I suspect that the use of OpenBSD could help in resisting some software
attacks, but I believe that such resistance has no place in business.
OpenBSD is more correct and simple than Windows, and this is problematic
for business; a "techie" in a large organization is better off using
complex software that breaks a lot; this way, he or she can get stressed
out enough to make his or her bosses happy, he or she can plausibly
blame a vendor when things go wrong, he or she can feel like he or she
is being challenged, and he or she can more easily convince co-workers,
investors, and customers that the company is doing something magic,
difficult, and novel.
What's more, even if these various requirements were to be removed, I
think there would still be no benefit to using correct software in the
context of a large organization because the individual worker is likely
to have been fired or at least moved to a different project before the
value of the correctness would be realized. I find the benefits of
correct of software to come mostly from avoiding bugs rather than from
speeding up the initial writing of the software, so correct software has
no place in large organizations. And, on the other hand, the
consequences of incorrect software are not so bad in the context of
business, especially in the case of ransomware; the techie probably
won't lose any of his or her own data during the incident, so the worst
that might reasonably happen is that he or she will get fired.

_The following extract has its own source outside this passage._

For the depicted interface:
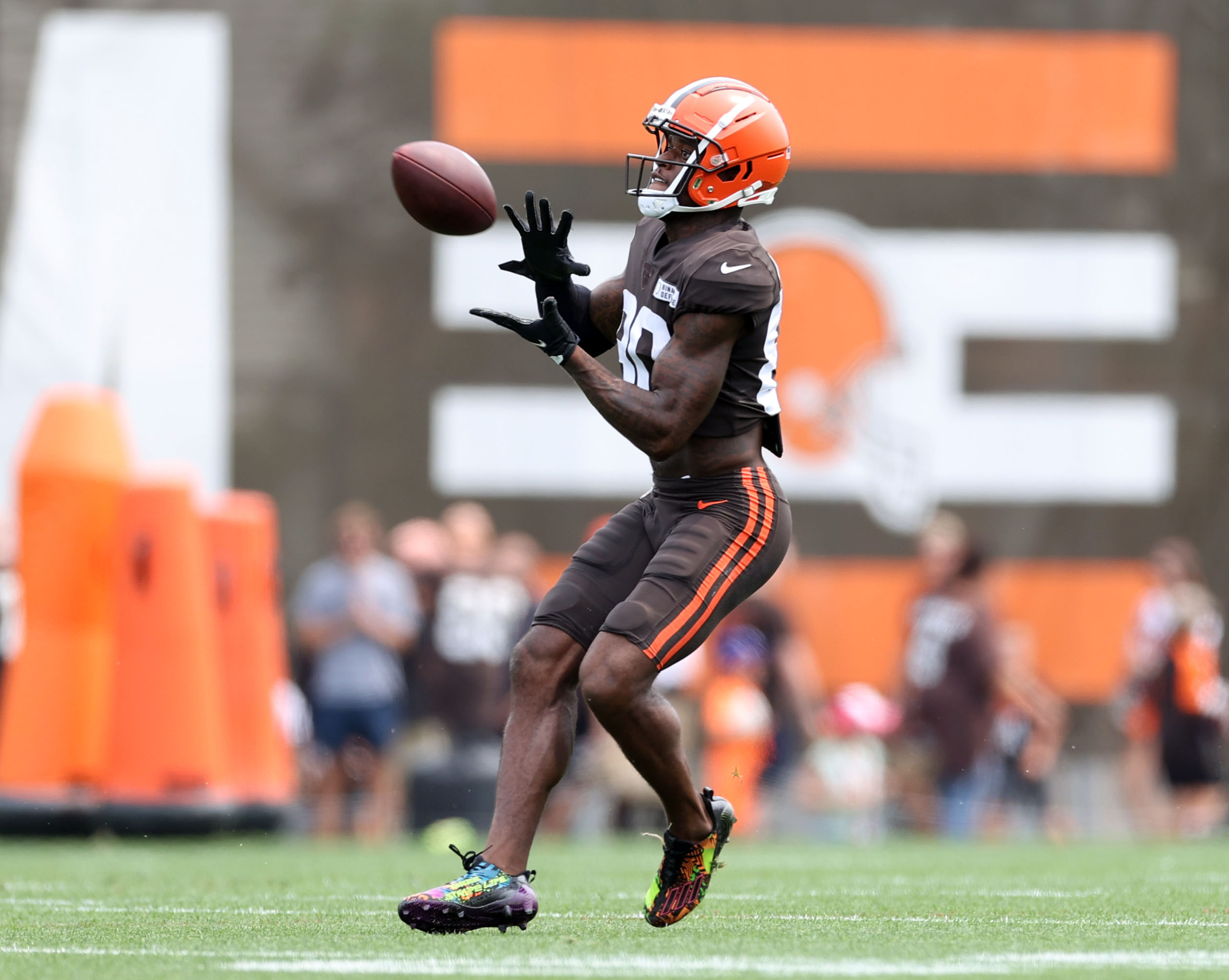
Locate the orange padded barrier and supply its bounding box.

Resisting such an attack would probably jeopardize the techie's career,
with no potential upside. I'm fine with people doing this if they are
aware of the risks, so the problem is only that they often are not. I
thus feel that it is important, ethically, to make the techie aware of
the danger of resisting attacks against his or her company. In case you
do not share my concern for the techie's career, perhaps you at least
share my interest in not losing valuable data: If someone is interested
in improving data security in society, I think that implementing it
within a large organization is a bad approach; resisting attacks is
probably against the interests of anyone in the organization, so there
are probably other places where one can more usefully apply his or her
knowledge.
And in case you do not share either ethical concern, here is a more
practical corollary: I think it would be far less interesting to me to
discuss how such systems could be implemented in large organizations in
particular, as that such a discussion would have to focus on how to
write good software while maintaining an illusion of stress and
complexity and normalcy that comes with using popular bad software; it
would be more interesting to consider situations where good software is
in fact beneficial and thus does not have to be hidden.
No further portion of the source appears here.